To love something that is different is to sacrifice. It is to give up the way we have come to construct our understanding of the world. It is to give up our centrality. It is a move of great humility. It is to acknowledge that love is sometimes larger than our hearts and as the midrash teaches–sometimes we have to build a heart of many rooms.
It is not easy, in fact it takes great bravery.
I have so often been in awe of parents whose children have horizontal identities. These children are like strangers delivered into families who reconstruct expectations, refashion dreams and exchange imagined love for real love.
But this real love is so very powerful. As Andrew Solomon says:
If some glorious angel descended into my living room and !offered to exchange my children for other, better children–brighter, kinder, funnier, more loving, more disciplined, ! more accomplished–I would clutch the ones I have and, like most parents, pray away the atrocious specter.
The only part I disagree with Solomon about is ‘more disciplined’–I’m not saying I would do it, but I would at least hear out the offer.
The truth is our children are never what we thought we would love but what we have grown to love.
And this is precisely what the mitzvah of loving the stranger is about. Its about that moment when difference is overcome by love. There was the moment when Bob Osbrink saw his son Rory thriving in a silent world that for Bob was unthinkable but for Rory was filled with meaning. It was then that Bob saw and loved his son. There was the moment that George Will saw his son Jon rooting for the Washington Nationals without a care in the world about personal achievement or advancement and it was then that George saw and loved his son. There was the moment that Neil heard his son identify with a way of being that was so foreign to him. And he looked at this stranger, told him to stand and hugged his son.
Solomon quotes one parent who says, “It would be nice to have a child who is the same as us.
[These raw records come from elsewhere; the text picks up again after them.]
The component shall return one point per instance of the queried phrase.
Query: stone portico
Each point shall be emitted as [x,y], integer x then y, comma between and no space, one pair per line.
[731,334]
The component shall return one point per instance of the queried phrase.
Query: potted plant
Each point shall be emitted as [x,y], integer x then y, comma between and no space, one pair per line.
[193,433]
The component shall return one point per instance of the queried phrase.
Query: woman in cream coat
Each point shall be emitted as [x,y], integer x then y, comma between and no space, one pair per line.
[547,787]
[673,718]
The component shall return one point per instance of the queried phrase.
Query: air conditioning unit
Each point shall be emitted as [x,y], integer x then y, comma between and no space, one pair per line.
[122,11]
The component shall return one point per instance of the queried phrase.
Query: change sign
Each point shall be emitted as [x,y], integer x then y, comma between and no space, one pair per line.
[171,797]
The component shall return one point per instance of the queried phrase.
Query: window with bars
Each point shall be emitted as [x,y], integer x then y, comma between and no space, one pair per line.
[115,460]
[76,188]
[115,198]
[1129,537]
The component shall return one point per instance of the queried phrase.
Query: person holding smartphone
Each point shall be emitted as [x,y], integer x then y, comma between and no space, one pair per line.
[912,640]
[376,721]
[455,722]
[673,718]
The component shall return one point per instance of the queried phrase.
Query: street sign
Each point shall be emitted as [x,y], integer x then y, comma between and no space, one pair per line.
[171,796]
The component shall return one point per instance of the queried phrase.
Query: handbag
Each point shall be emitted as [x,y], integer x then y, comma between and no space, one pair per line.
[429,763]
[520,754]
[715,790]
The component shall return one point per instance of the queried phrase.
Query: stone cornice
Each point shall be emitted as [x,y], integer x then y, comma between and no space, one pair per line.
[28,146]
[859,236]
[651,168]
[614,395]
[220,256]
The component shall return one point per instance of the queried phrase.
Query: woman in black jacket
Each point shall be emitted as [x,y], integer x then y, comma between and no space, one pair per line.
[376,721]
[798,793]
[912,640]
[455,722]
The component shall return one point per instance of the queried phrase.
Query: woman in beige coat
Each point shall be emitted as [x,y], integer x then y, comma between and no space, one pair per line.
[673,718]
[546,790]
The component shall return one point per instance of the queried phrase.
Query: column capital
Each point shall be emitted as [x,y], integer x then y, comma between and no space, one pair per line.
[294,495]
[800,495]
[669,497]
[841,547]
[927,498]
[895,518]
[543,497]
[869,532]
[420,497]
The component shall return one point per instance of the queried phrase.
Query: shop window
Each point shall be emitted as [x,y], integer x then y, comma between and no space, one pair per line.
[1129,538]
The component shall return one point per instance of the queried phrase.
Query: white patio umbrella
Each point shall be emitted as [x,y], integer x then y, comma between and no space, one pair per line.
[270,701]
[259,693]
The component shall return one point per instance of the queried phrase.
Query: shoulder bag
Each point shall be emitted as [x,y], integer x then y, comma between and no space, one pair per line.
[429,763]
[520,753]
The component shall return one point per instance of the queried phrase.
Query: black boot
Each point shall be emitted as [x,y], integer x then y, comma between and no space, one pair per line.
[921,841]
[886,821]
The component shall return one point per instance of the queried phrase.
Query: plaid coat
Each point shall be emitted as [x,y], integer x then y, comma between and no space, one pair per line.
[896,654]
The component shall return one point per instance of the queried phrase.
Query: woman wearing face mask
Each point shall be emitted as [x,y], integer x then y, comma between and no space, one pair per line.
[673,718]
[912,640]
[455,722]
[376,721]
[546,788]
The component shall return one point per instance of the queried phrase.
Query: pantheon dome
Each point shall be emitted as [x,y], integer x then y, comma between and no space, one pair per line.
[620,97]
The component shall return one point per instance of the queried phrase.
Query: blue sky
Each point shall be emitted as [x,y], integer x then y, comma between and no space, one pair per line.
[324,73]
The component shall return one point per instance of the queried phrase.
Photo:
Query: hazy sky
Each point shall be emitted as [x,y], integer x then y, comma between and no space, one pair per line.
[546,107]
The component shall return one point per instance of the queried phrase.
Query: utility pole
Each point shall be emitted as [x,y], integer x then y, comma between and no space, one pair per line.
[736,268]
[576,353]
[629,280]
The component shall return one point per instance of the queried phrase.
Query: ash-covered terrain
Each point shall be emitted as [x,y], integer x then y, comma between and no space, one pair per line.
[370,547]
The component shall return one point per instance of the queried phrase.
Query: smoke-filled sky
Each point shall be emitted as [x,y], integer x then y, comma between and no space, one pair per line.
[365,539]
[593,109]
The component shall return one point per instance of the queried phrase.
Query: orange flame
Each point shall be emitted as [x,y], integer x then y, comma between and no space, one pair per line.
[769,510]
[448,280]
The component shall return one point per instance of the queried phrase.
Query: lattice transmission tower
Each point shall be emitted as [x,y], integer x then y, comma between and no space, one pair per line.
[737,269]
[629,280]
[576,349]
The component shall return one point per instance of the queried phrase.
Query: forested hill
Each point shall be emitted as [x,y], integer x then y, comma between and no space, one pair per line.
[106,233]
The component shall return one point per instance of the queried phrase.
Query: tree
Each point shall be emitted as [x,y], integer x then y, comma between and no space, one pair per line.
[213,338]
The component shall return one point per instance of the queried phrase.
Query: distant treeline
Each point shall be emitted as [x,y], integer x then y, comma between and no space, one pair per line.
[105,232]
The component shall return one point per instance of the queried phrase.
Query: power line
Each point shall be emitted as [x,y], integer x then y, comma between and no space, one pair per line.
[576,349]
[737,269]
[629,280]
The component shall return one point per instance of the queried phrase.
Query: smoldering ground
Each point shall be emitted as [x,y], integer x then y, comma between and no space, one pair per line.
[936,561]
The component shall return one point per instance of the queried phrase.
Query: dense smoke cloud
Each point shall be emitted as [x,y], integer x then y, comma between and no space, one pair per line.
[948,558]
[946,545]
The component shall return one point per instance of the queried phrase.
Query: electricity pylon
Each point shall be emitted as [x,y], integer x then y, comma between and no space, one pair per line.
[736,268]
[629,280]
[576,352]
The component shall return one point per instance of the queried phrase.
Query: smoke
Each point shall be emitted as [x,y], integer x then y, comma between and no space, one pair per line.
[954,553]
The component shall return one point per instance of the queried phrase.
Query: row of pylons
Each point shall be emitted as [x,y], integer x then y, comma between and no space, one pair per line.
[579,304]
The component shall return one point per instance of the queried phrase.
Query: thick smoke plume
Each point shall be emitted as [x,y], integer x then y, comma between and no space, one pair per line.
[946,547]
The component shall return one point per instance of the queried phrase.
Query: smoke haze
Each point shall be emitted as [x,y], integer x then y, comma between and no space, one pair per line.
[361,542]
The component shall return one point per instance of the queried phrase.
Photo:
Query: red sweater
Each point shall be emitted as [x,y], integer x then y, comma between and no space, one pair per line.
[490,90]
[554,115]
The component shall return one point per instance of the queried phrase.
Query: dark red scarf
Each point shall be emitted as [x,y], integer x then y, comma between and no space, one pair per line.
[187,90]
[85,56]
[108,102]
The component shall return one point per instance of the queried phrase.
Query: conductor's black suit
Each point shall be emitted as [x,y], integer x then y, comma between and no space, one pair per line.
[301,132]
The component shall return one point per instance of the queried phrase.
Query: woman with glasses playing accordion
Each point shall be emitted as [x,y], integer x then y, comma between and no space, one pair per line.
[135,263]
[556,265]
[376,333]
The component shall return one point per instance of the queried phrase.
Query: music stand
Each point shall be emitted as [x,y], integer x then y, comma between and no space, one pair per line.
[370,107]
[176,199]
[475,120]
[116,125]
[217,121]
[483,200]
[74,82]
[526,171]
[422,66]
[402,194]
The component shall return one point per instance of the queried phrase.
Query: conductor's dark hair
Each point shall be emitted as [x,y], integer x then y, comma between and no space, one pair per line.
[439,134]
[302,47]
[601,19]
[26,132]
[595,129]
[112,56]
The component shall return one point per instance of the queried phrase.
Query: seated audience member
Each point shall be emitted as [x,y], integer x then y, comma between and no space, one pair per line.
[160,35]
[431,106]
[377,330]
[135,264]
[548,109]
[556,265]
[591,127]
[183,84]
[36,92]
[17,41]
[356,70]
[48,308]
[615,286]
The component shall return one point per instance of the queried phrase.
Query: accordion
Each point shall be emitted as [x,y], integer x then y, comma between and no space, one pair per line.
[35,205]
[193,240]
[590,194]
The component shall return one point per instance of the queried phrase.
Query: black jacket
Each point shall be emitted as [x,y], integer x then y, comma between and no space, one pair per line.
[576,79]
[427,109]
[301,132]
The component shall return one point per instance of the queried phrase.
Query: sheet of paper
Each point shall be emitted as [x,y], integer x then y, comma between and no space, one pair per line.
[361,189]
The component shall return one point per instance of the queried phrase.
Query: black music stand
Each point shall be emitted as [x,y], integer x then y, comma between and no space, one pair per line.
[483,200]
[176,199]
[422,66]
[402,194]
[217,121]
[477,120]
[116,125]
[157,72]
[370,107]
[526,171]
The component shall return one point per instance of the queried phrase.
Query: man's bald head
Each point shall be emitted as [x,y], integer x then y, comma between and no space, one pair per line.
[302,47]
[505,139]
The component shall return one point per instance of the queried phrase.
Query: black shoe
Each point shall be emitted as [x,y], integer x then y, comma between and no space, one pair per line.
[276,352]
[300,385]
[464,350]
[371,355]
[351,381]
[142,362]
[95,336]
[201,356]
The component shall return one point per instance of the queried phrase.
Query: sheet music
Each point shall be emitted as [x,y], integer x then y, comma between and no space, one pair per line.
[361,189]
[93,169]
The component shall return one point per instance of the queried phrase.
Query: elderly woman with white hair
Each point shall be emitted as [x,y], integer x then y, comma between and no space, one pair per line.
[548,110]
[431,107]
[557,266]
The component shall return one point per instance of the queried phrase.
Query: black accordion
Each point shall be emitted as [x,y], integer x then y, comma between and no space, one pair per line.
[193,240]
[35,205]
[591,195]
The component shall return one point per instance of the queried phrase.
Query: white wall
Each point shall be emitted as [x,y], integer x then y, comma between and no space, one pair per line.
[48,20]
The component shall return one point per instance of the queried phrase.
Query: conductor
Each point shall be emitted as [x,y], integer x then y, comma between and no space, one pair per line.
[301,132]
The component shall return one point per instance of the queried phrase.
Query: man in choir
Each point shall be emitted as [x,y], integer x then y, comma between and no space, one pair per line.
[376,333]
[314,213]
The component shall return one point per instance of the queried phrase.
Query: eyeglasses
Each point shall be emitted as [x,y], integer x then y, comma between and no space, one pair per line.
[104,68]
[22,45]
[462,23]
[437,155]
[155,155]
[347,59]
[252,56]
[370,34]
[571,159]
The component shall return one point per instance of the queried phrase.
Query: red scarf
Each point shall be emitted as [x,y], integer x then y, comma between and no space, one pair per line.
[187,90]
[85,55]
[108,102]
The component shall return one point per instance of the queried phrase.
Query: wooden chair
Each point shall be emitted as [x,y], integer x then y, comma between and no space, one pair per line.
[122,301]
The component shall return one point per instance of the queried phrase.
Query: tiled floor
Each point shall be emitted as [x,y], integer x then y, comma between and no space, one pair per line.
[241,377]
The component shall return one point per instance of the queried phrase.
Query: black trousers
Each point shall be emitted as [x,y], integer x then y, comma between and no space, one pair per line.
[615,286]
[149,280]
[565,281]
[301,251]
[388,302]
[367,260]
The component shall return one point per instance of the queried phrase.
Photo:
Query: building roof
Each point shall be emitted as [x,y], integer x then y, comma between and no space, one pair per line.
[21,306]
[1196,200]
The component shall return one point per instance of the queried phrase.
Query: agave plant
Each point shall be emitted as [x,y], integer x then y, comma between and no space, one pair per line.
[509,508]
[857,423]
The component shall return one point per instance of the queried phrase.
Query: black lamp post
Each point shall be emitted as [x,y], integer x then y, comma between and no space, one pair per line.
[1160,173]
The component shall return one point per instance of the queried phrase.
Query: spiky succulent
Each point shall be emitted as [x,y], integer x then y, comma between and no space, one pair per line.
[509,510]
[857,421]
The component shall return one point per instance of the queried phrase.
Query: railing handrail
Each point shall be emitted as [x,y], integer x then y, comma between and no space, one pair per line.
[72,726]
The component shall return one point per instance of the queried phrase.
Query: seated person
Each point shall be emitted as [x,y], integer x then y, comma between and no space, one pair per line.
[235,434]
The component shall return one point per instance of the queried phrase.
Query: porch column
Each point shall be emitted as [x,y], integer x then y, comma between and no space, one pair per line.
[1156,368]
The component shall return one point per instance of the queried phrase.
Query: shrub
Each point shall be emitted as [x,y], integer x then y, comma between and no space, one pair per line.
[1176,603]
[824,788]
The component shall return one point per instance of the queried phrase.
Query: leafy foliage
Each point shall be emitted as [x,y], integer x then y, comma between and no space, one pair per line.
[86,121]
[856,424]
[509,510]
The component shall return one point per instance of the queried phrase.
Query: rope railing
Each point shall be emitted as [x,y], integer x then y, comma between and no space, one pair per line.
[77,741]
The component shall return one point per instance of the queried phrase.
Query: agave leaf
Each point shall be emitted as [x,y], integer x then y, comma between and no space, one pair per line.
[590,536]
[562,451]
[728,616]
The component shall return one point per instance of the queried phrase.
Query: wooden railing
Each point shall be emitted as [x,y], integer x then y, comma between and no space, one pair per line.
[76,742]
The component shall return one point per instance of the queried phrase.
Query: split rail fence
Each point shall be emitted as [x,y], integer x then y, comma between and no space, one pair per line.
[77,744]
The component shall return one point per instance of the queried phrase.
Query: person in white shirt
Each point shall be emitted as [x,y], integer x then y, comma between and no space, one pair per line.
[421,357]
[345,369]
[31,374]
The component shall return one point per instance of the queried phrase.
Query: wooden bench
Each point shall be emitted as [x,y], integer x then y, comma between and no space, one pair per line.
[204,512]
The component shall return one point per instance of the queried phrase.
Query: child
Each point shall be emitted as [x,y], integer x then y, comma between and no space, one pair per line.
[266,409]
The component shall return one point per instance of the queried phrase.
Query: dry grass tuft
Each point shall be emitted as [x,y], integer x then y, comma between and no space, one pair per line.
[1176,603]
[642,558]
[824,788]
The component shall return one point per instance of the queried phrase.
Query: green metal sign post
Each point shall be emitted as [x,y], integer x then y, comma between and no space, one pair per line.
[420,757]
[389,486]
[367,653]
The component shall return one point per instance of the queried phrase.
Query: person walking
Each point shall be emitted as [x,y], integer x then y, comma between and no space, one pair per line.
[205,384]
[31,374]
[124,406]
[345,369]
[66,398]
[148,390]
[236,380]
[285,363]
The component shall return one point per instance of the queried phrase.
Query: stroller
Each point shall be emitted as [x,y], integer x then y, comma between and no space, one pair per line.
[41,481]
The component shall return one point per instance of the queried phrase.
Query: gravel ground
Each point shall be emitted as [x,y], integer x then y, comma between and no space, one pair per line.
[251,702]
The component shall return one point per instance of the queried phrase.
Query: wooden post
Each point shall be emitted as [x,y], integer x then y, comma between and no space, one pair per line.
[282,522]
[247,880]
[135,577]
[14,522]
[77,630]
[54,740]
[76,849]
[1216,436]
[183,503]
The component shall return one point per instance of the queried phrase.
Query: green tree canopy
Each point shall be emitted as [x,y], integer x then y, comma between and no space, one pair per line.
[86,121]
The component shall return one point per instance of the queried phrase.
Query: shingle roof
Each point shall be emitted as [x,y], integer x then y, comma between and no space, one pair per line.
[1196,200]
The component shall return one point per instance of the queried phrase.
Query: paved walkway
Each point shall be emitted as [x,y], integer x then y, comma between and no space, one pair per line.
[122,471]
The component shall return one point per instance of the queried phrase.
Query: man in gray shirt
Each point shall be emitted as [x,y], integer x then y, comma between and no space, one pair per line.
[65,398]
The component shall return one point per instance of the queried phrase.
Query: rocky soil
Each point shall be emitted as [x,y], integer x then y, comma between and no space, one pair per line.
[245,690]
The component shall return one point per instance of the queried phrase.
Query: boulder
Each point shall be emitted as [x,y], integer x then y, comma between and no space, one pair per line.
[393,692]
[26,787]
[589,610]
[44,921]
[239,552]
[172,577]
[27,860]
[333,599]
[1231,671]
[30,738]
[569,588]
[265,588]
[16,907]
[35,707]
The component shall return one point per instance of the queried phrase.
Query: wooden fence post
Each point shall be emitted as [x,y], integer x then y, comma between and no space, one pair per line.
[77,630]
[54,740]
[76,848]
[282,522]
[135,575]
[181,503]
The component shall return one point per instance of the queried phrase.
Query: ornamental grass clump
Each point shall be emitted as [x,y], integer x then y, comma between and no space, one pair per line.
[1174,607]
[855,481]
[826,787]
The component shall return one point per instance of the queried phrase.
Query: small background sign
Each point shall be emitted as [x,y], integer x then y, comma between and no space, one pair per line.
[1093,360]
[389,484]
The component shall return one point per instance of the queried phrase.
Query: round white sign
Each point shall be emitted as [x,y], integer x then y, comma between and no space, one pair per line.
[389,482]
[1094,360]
I want to be the same as my child. I want the baby to enjoy what we enjoy.”
Its not a radical statement until you realize that that quote is from two Deaf parents.
The deepest kind of love is the kind that enlarges our heart. The kind that makes us grow.
What would it mean for us to apply that theory to our entire life. That thing that is different. That person I don’t understand. That way of being that is foreign. There in that thing, in that person, in that way lie the seeds of my soul’s growth.
Of course if my brother, sister or I were ever to go through a soul expanding experience of loving and accepting something that challenged our categories and presumptions, my grandmother would have said proudly “where do you think they get it from?”